America's "divorce" from the rest of the world is doing the country's economy a favor, economists Paul Hickey and Rob Martin told CNBC on Thursday.
"It's not that there aren't leakages, it's not that it doesn't matter what happens in the rest of the world," but after China's market turbulence and the European debt crisis, the U.S. focusing within engenders some major benefits, said Martin, senior U.S. economist at Barclays.
Martin told "Squawk Box" that with jobs growing steadily with over 200,000 added per month and the U.S. hitting record highs at 1.8 million jobs created in 2016, the economy is good without much influence from overseas.
Hickey, co-founder of Bespoke Investment Group, said events like Brexit and Deutsche Bank's recent stock volatility, occurring in supposedly "safe" developed markets, causes a flow of capital into more stable markets like the United States.
"We have all the problems outside of the U.S., we have slow, steady growth in the U.S., and that's causing a premium on U.S. assets," he added.

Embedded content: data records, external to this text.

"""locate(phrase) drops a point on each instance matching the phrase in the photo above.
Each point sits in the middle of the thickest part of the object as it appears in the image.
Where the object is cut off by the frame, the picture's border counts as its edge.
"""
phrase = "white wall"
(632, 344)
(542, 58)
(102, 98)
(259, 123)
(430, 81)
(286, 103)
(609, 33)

Anticipation is building ahead of a possible Fed interest rate hike in December, but Martin said some members of the Federal Open Market Committee have proven exceedingly dovish, avoiding a rate hike until they see obvious harm to the U.S. economic system.
Hickey said investors are also anticipating "seeing stronger economic data, stronger economic growth, and stronger earnings data," causing a shift into more "growth-orientated" sectors of the market, like technology.
But Martin said the United States "could use some certainty in policy and a little bit more steadiness at the helm."